In the study, Dr. Barbieri and his research team discovered that when CHD1 is present in prostate cells, it works with a transcription factor called the androgen receptor (AR), to turn on genes that are critical for normal functions of prostate tissue.  When CHD1 is absent, however, the androgen receptor activates genes that promote cancer. “CHD1 appears to help AR turn on genes needed for prostate function,” Dr. Augello said. Without CHD1, AR has trouble regulating these programs, which helps to promote cancer growth.”

“AR has a dual role,” Dr. Barbieri added. “It’s important for a normal prostate, but it can also drive cancer.”

Christopher Barbieri, MD, PhD

For their study, the investigators deleted the CHD1 gene in mice, which led to the growth of prostate cancer tumors. They also studied human prostate cancer cell lines in which the gene was deleted and confirmed their findings about the effect of CHD1 deletion on androgen receptors by analyzing data from a large number of human prostate tumors.

“Our study is one of the critical first steps in understanding the mechanisms by which the androgen receptor gets hijacked from promoting normal prostate function and turns toward promoting cancer,” Dr. Barbieri said.

He and his research team are now working on finding medications that can target the process of CHD1 deletion and the subsequent hijacking of androgen-receptors that drives prostate malignancies. “One of the big questions we have is whether the process is reversible,” he said. “Can we flip it back so the androgen receptor may cause the cancer to slow down and stop growing?”

This work was funded in part by the Prostate Cancer Foundation. “These important findings improve the understanding of how normal prostate cells can be transformed into cancer,” said Dr. Howard Soule, executive vice president and chief science officer of the Prostate Cancer Foundation. “The Prostate Cancer Foundation is proud to have supported this work through funding to Drs.

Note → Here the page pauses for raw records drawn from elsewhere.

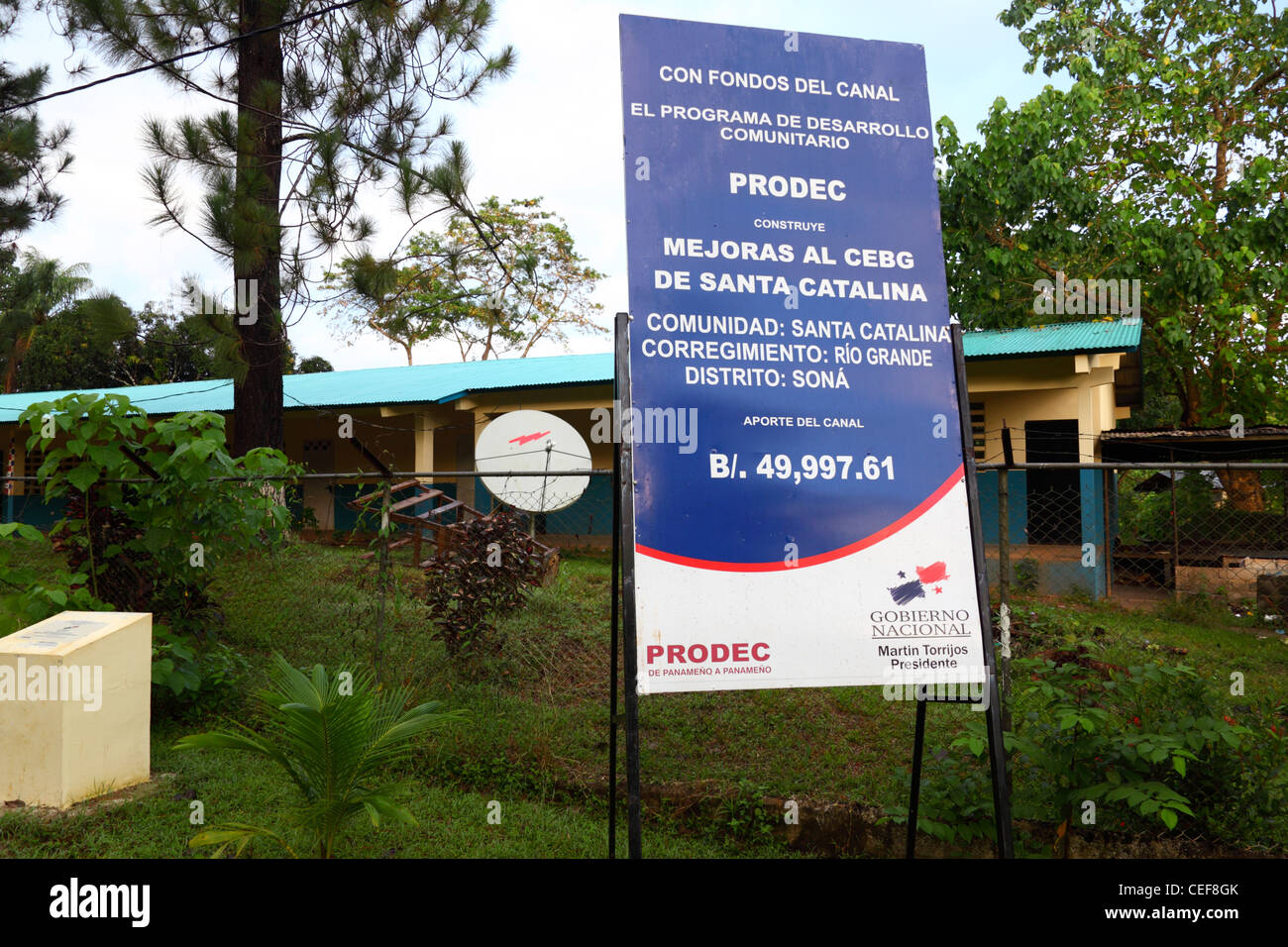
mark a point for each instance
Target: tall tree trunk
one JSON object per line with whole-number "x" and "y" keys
{"x": 258, "y": 248}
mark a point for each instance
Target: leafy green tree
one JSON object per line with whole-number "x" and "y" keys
{"x": 39, "y": 290}
{"x": 335, "y": 736}
{"x": 149, "y": 547}
{"x": 165, "y": 347}
{"x": 30, "y": 157}
{"x": 1166, "y": 161}
{"x": 317, "y": 108}
{"x": 313, "y": 365}
{"x": 99, "y": 343}
{"x": 497, "y": 281}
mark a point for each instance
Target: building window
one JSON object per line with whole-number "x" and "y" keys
{"x": 977, "y": 428}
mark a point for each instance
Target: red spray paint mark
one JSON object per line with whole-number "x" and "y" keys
{"x": 935, "y": 573}
{"x": 524, "y": 438}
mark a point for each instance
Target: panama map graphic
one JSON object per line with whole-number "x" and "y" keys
{"x": 932, "y": 575}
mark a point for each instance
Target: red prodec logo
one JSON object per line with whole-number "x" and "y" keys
{"x": 698, "y": 659}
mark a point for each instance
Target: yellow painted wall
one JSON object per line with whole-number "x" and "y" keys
{"x": 1016, "y": 390}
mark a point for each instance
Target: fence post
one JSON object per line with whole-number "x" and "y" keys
{"x": 1004, "y": 594}
{"x": 382, "y": 573}
{"x": 1176, "y": 540}
{"x": 1004, "y": 575}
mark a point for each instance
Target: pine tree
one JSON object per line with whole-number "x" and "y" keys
{"x": 30, "y": 157}
{"x": 314, "y": 111}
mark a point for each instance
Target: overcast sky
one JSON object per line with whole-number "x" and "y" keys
{"x": 552, "y": 131}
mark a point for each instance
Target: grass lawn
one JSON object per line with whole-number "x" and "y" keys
{"x": 536, "y": 738}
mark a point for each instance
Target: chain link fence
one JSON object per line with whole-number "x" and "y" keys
{"x": 1100, "y": 531}
{"x": 1137, "y": 531}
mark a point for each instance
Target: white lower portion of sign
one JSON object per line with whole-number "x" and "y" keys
{"x": 902, "y": 611}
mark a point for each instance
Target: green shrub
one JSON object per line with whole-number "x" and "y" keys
{"x": 335, "y": 736}
{"x": 1134, "y": 744}
{"x": 150, "y": 547}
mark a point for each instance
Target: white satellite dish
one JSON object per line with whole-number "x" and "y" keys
{"x": 532, "y": 441}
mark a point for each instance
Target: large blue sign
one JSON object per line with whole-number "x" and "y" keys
{"x": 791, "y": 357}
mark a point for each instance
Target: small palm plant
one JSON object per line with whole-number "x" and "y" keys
{"x": 335, "y": 737}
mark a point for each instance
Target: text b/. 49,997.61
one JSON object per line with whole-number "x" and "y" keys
{"x": 809, "y": 467}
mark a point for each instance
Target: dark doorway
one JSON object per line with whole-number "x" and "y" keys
{"x": 1055, "y": 502}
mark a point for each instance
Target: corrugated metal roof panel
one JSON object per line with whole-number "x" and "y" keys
{"x": 1119, "y": 335}
{"x": 434, "y": 382}
{"x": 413, "y": 382}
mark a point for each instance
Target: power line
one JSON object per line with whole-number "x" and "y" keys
{"x": 160, "y": 63}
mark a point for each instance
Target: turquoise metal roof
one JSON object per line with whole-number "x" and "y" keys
{"x": 408, "y": 382}
{"x": 1056, "y": 339}
{"x": 441, "y": 382}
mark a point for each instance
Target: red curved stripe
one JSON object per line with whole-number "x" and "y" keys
{"x": 914, "y": 513}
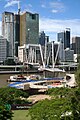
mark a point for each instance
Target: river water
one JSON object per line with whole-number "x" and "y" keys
{"x": 5, "y": 77}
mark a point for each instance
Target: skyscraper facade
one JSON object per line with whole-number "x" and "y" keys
{"x": 3, "y": 48}
{"x": 8, "y": 31}
{"x": 29, "y": 28}
{"x": 16, "y": 33}
{"x": 76, "y": 45}
{"x": 64, "y": 37}
{"x": 43, "y": 38}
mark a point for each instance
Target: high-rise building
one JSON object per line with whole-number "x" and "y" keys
{"x": 8, "y": 31}
{"x": 76, "y": 45}
{"x": 29, "y": 28}
{"x": 64, "y": 37}
{"x": 3, "y": 48}
{"x": 16, "y": 33}
{"x": 43, "y": 38}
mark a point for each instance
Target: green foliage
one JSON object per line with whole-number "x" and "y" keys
{"x": 49, "y": 109}
{"x": 11, "y": 95}
{"x": 9, "y": 62}
{"x": 54, "y": 109}
{"x": 5, "y": 114}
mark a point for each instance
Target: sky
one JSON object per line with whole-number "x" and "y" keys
{"x": 54, "y": 15}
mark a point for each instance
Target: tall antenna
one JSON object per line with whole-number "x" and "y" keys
{"x": 19, "y": 7}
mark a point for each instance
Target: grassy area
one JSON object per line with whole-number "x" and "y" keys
{"x": 20, "y": 115}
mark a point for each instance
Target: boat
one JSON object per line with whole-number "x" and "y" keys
{"x": 17, "y": 78}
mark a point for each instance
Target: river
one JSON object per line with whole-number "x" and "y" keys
{"x": 5, "y": 77}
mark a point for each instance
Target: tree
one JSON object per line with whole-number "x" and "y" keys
{"x": 5, "y": 114}
{"x": 54, "y": 109}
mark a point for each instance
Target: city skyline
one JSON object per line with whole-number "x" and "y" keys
{"x": 55, "y": 15}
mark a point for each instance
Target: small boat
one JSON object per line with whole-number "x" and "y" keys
{"x": 17, "y": 78}
{"x": 22, "y": 78}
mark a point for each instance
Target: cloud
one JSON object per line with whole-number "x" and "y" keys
{"x": 11, "y": 3}
{"x": 43, "y": 6}
{"x": 54, "y": 11}
{"x": 57, "y": 6}
{"x": 0, "y": 27}
{"x": 53, "y": 26}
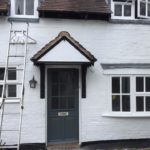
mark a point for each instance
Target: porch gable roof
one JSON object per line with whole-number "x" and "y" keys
{"x": 63, "y": 36}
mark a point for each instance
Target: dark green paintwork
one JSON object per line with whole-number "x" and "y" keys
{"x": 63, "y": 96}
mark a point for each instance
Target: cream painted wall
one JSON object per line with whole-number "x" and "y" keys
{"x": 109, "y": 43}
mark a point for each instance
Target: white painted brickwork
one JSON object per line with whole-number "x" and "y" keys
{"x": 109, "y": 43}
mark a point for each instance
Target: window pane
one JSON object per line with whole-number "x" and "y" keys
{"x": 127, "y": 10}
{"x": 55, "y": 103}
{"x": 142, "y": 8}
{"x": 12, "y": 74}
{"x": 2, "y": 70}
{"x": 115, "y": 103}
{"x": 147, "y": 84}
{"x": 63, "y": 103}
{"x": 115, "y": 85}
{"x": 126, "y": 103}
{"x": 147, "y": 103}
{"x": 139, "y": 103}
{"x": 125, "y": 85}
{"x": 1, "y": 88}
{"x": 118, "y": 10}
{"x": 71, "y": 103}
{"x": 55, "y": 89}
{"x": 11, "y": 90}
{"x": 19, "y": 7}
{"x": 29, "y": 7}
{"x": 139, "y": 84}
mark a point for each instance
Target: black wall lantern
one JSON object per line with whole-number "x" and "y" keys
{"x": 33, "y": 83}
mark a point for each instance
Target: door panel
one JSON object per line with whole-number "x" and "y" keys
{"x": 62, "y": 106}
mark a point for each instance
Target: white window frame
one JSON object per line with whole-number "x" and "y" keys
{"x": 138, "y": 9}
{"x": 142, "y": 94}
{"x": 11, "y": 81}
{"x": 133, "y": 94}
{"x": 13, "y": 14}
{"x": 123, "y": 4}
{"x": 121, "y": 93}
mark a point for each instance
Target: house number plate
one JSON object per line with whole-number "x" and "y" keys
{"x": 62, "y": 114}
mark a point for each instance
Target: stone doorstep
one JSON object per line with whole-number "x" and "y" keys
{"x": 63, "y": 147}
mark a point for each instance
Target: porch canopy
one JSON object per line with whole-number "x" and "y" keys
{"x": 63, "y": 50}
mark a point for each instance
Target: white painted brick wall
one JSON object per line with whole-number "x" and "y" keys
{"x": 109, "y": 43}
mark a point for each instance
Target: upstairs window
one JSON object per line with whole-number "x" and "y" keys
{"x": 24, "y": 8}
{"x": 12, "y": 76}
{"x": 142, "y": 94}
{"x": 122, "y": 9}
{"x": 121, "y": 94}
{"x": 144, "y": 8}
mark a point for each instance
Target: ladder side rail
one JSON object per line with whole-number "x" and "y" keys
{"x": 6, "y": 70}
{"x": 24, "y": 69}
{"x": 4, "y": 86}
{"x": 22, "y": 88}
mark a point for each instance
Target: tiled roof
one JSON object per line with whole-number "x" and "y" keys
{"x": 89, "y": 6}
{"x": 3, "y": 5}
{"x": 63, "y": 36}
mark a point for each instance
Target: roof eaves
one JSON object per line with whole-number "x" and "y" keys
{"x": 63, "y": 36}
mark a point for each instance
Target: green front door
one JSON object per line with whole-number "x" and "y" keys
{"x": 62, "y": 105}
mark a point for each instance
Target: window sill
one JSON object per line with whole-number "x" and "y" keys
{"x": 132, "y": 21}
{"x": 10, "y": 101}
{"x": 23, "y": 19}
{"x": 126, "y": 115}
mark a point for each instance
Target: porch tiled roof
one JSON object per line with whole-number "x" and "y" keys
{"x": 3, "y": 5}
{"x": 63, "y": 36}
{"x": 89, "y": 6}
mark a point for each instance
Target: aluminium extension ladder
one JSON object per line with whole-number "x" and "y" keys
{"x": 12, "y": 107}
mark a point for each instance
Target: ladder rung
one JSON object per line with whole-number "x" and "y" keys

Barbieri and Augello, which will accelerate discovery of new treatments for men with lethal forms of this disease.”

Additional funding sources include  grants from the National Cancer Institute: WCM SPORE in Prostate Cancer, P50CA211024-01, K08CA187417-01, R37CA215040; a Urology Care Foundation Rising Star in Urology Research Award; Damon Runyon Cancer Research Foundation MetLife Foundation Family Clinical Investigator Award; Department of Defense Postdoctoral Fellowship; Prostate Cancer Foundation Young Investigator Award; the Dutch Cancer Society/ Alpe d’HuZes; and The Movember Foundation.